#Caesar

Die autoritäre Logik des #Populismus

von , 24.4.17

Man muss nicht den Lateiner spielen, um sich daran zu erinnern, dass in der Stadt Rom noch heute auf jedem Kanaldeckel die antike Formel „S.P.Q.R.“ zu lesen ist: Senatus Populusque Romanus, „Senat und Volk von Rom“. Die Macht Roms stützte sich programmatisch auf die Verbindung von „Rat“ und „Volk“ – solange jedenfalls, bis der machthungrige Konsul und erfolgreiche Feldherr Gaius Julius Caesar sich im Jahr 49. vor Chr. zum Diktator aufschwang.

Der legitime Kern des Populismus

Es ist nützlich, die antike Formel S.P.Q.R. im Hinterkopf zu behalten, wenn man sich die Frage stellt, welche Rolle dem populus im politischen Denken der Moderne zukam – und welche Rolle heute dem peuple, dem people zugeschrieben wird. Zur Erinnerung: In einer Welt, in der seit dem christlichen Mittelalter das Gottesgnadentum die unteilbare Herrschaft des Caesar, des Königs bzw. des Zaren begründete, konnte der republikanische Verweis auf das „Volk“ nur Verschwörung und Revolution bedeuten.
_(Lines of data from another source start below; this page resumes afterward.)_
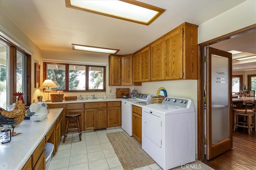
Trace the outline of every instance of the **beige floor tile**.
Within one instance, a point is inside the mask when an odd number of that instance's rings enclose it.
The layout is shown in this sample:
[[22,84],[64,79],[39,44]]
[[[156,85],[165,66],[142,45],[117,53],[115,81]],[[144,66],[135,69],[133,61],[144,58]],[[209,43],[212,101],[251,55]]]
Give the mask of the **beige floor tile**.
[[88,140],[86,141],[86,146],[94,145],[95,145],[99,144],[100,141],[98,139],[98,137],[95,139]]
[[88,164],[90,170],[103,170],[109,169],[106,159],[89,162]]
[[107,132],[108,132],[108,133],[116,132],[117,131],[118,131],[116,129],[107,129]]
[[156,163],[148,165],[148,166],[152,170],[157,170],[162,169],[162,168]]
[[55,155],[52,157],[52,160],[60,159],[63,158],[69,158],[70,156],[70,149],[62,150],[58,150]]
[[108,143],[109,142],[108,138],[106,136],[104,137],[102,137],[99,138],[99,141],[100,143]]
[[106,159],[110,168],[122,166],[117,156],[107,158]]
[[110,170],[124,170],[124,168],[122,166],[118,166],[117,167],[112,168],[110,168]]
[[69,166],[77,165],[88,162],[87,154],[82,154],[70,156],[69,160]]
[[79,141],[75,142],[72,142],[71,145],[71,149],[73,148],[83,148],[86,146],[86,143],[85,141]]
[[100,144],[87,146],[86,148],[87,149],[87,153],[90,153],[102,150],[101,146]]
[[87,153],[87,150],[86,147],[82,148],[73,148],[71,149],[70,152],[70,156],[78,155],[79,154],[84,154]]
[[103,150],[103,152],[106,158],[109,158],[116,156],[116,154],[115,151],[113,148]]
[[52,159],[51,160],[48,170],[55,170],[68,166],[69,157],[60,159]]
[[104,150],[113,148],[113,147],[111,145],[111,144],[110,143],[110,142],[108,142],[108,143],[102,143],[100,145],[101,145],[101,147],[102,148],[102,149]]
[[89,170],[88,163],[78,164],[78,165],[70,166],[68,170]]
[[88,161],[93,161],[105,158],[103,150],[88,153]]
[[104,137],[107,137],[107,135],[106,135],[106,133],[99,133],[98,134],[97,134],[97,135],[98,136],[98,137],[99,139],[104,138]]
[[151,170],[151,169],[148,166],[142,166],[142,167],[138,168],[137,168],[134,169],[136,170]]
Schon 1787 allerdings stützte sich die amerikanische Verfassung auf die Formel „We, the People“; Frankreich folgte 1789, und Russland stürzte seinen Zaren im Namen des Volkes 1917. Heute besitzt daher jeder Populismus einen legitimen Kern, indem er sich auf genau jenes „Volk“ beruft, in dessen Namen in der Moderne allein noch Macht ausgeübt werden kann.
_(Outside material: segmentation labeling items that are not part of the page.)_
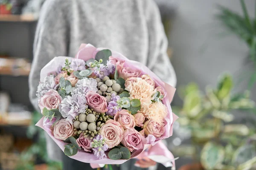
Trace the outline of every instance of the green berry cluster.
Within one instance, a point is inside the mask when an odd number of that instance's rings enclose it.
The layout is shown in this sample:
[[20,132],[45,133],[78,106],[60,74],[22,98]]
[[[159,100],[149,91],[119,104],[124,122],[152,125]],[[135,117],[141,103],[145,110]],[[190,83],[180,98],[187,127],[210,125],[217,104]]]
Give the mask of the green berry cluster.
[[100,128],[105,122],[113,116],[105,113],[97,113],[93,109],[87,108],[84,113],[80,113],[73,120],[74,134],[82,133],[90,139],[100,133]]

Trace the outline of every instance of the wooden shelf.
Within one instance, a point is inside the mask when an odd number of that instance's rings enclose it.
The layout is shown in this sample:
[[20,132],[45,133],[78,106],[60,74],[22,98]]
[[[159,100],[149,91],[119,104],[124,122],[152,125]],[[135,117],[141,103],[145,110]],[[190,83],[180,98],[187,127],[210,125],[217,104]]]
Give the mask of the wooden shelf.
[[0,21],[4,22],[34,22],[38,18],[33,14],[9,15],[0,14]]

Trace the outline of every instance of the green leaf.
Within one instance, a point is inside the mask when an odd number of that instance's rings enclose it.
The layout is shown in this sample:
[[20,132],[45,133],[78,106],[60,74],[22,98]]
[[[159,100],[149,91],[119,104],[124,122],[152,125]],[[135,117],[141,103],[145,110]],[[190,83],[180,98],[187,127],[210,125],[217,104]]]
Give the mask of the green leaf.
[[158,91],[157,91],[157,92],[154,94],[154,95],[153,96],[153,99],[154,99],[157,97],[159,97],[159,96],[160,96],[160,92]]
[[122,97],[120,99],[120,101],[122,102],[122,106],[123,108],[127,108],[131,106],[131,99],[128,97]]
[[77,148],[73,144],[69,144],[64,147],[64,153],[67,156],[71,156],[77,153]]
[[75,146],[77,149],[79,149],[79,150],[81,149],[81,148],[78,146],[78,144],[76,143],[76,140],[74,137],[70,136],[68,138],[70,142],[71,142],[72,144],[73,144],[74,146]]
[[90,69],[87,69],[81,71],[79,74],[84,77],[87,77],[91,74],[93,71]]
[[100,59],[102,59],[103,61],[102,63],[104,65],[106,65],[109,57],[111,55],[112,52],[110,50],[108,49],[101,50],[96,54],[95,60],[99,61]]
[[207,170],[214,169],[224,159],[224,152],[222,146],[209,142],[203,148],[201,153],[201,163]]
[[134,108],[133,107],[131,106],[129,108],[127,108],[126,109],[130,111],[131,113],[131,114],[136,114],[138,111],[139,111],[140,110],[140,107],[141,106],[136,108]]
[[119,148],[114,148],[108,153],[108,157],[111,159],[118,160],[122,158],[122,153]]
[[131,152],[125,147],[121,147],[120,150],[122,156],[122,158],[124,159],[129,159],[131,158]]
[[131,105],[134,108],[136,108],[140,105],[140,101],[138,99],[133,99],[131,101]]
[[66,94],[69,94],[72,90],[72,86],[71,85],[69,85],[68,86],[66,86],[65,88],[65,91],[66,91]]
[[116,79],[116,83],[119,84],[121,86],[121,87],[124,89],[125,88],[125,80],[122,78],[119,78]]
[[61,77],[60,79],[60,87],[61,88],[64,88],[65,87],[65,85],[66,85],[66,80],[65,78],[63,77]]
[[48,109],[46,108],[44,108],[43,109],[42,114],[43,114],[43,115],[44,115],[44,116],[46,116],[46,117],[49,116],[49,110],[48,110]]
[[84,77],[83,76],[81,76],[80,75],[79,72],[78,71],[74,71],[73,74],[75,76],[76,76],[76,77],[78,78],[79,79],[82,79],[84,78]]
[[256,156],[256,148],[253,144],[246,144],[239,147],[233,155],[232,162],[236,165],[243,164]]
[[116,69],[116,71],[115,71],[115,75],[114,78],[115,80],[116,80],[117,79],[118,79],[118,71],[117,71],[117,69]]
[[122,98],[124,97],[130,97],[130,94],[127,91],[123,91],[121,94],[119,95],[120,98]]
Ist der Populismus daher nicht die reinste Form demokratischer Macht? Ist er nicht diejenige politische Haltung, die den Gedanken von der „Herrschaft des Volkes“ wie keine andere unverfälscht zum Ausdruck bringt? Wäre also nur der populus die Basis einer guten Republik? In der Schweiz hat der populistische Politiker Christoph Blocher immer in dieser Weise argumentiert: Gegen die angeblich illegitime, usurpierende Macht der Bürokratie und der Politiker sei wieder die ungeteilte und unteilbare Macht des Volkes durchzusetzen. Auch in anderen Ländern Europas und darüber hinaus haben solche Argumente derzeit bekanntlich Konjunktur. „Au nom du peuple“, lautet, unvermeidlicher Weise, der Wahlkampfslogan der Populistin Marine Le Pen.
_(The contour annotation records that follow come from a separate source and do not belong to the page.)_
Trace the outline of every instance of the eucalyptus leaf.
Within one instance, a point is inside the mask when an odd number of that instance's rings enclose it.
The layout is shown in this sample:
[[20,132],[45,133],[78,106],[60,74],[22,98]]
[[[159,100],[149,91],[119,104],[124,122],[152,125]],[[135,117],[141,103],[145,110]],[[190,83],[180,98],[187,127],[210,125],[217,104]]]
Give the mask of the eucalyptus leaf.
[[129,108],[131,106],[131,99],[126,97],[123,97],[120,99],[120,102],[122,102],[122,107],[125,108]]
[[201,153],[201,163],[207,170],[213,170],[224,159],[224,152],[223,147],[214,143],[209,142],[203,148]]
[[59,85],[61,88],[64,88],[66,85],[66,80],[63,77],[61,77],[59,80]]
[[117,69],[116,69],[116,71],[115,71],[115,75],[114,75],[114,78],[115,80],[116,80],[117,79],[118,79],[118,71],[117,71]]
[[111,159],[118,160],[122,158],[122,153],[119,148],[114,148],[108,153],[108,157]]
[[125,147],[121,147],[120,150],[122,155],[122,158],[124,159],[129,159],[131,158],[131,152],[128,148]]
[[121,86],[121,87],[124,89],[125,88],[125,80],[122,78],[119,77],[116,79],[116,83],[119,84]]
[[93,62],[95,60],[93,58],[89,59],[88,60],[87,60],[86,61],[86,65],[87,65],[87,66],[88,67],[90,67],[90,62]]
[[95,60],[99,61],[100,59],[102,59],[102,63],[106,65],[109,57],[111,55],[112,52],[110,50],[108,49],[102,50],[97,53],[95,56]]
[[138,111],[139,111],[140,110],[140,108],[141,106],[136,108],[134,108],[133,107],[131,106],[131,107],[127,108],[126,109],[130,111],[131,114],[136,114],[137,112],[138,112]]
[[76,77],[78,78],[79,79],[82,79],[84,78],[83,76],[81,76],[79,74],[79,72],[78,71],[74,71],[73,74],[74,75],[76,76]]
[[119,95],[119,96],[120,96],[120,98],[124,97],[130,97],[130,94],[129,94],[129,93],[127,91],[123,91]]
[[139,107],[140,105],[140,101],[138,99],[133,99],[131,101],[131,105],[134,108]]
Der Populismus ist, seinem Namen und seinem Konzept nach, anders nicht zu definieren: Er ist die Forderung nach der unmittelbaren, der unvermittelten Verbindung zwischen dem Volk und der Macht. Die Inaugurationsrede von Donald Trump hat diesen populistischen Grundsatz deutlich zum Ausdruck gebracht: „Zu lange“, so Trump, „hat eine kleine Gruppe in der Hauptstadt unseres Landes von der Regierung profitiert, und das Volk hat die Kosten getragen. Washington blühte, aber das Volk hat nichts von dem Reichtum gehabt.“ Daher versprach er: „Der 20. Januar 2017 wird als der Tag in der Erinnerung bleiben, an dem das Volk wieder zu den Herrschern dieser Nation wurde.“

Die autoritäre Logik des Populismus

Diese Botschaft ist glasklar, und sie ist für das Verständnis des Populismus entscheidend: Das Volk soll wieder unmittelbar, ja unvermittelt selbst herrschen können, nicht vermittelt durch den Kongress, durch die Bürokratie, durch Beamte, Politiker und Lobbyisten. Unvermittelt – nun, fast, in Wahrheit aber doch vermittelt durch eine einzige, sich in aller Bescheidenheit ganz in den Dienst des Volkes stellende Figur: der Präsident, der Führer. Dieser einzige noch notwendige Vermittler zwischen dem Volk und der Macht – heisse er nun Trump, Erdogan, Orban oder Putin – erscheint in dem vom Populismus erträumten geschlossenen Kreislauf zwischen dem Volk und der Macht als kleines, zwar notwendiges, in sich aber bedeutungsloses supplement: eine blosse Kontaktstelle, ein Durchgangspunkt nur. Denn die Macht soll von jenen ausgeübt werden, die, wie Trump am 21. Januar sagte, „zu Millionen“ bei seiner Amtseinführung erschienen seien, und denen er versprach: „Heute übergeben wir die Macht nicht nur von einer Regierung an die andere oder von einer Partei an die andere, sondern wir nehmen die Macht von Washington D.C. und geben sie an euch, das Volk, zurück.“

Diese Führerfigur, die nichts anderes zu tun verspricht, als die Macht von den bürokratischen Apparaten wegzunehmen und sie dem Volk „zurückzugeben“, ist der Dreh- und Angelpunkt des Populismus. Sie wird als eine Figur inszeniert und imaginiert, die so „volkstümlich“ und unauffällig, zugleich aber so prominent und stark ist, dass sie die Illusion erwecken kann, sie allein sei der Garant, der die Macht des Volkes gegen die bürokratischen Apparate und gegen die Elite sichern kann. Ihr fundamentales Paradox besteht darin, dass sie einerseits selbst am liebsten ganz verschwinden, ja unwichtig sein will. Tatsächlich soll sie ja auch ein blosses supplement der Macht des Volkes sein und braucht daher auch gar nicht ‚wirklich’ zu regieren. Andrerseits aber muss diese Führerfigur mächtig und stark sein, um die Bürokratie und die Elite zu bekämpfen.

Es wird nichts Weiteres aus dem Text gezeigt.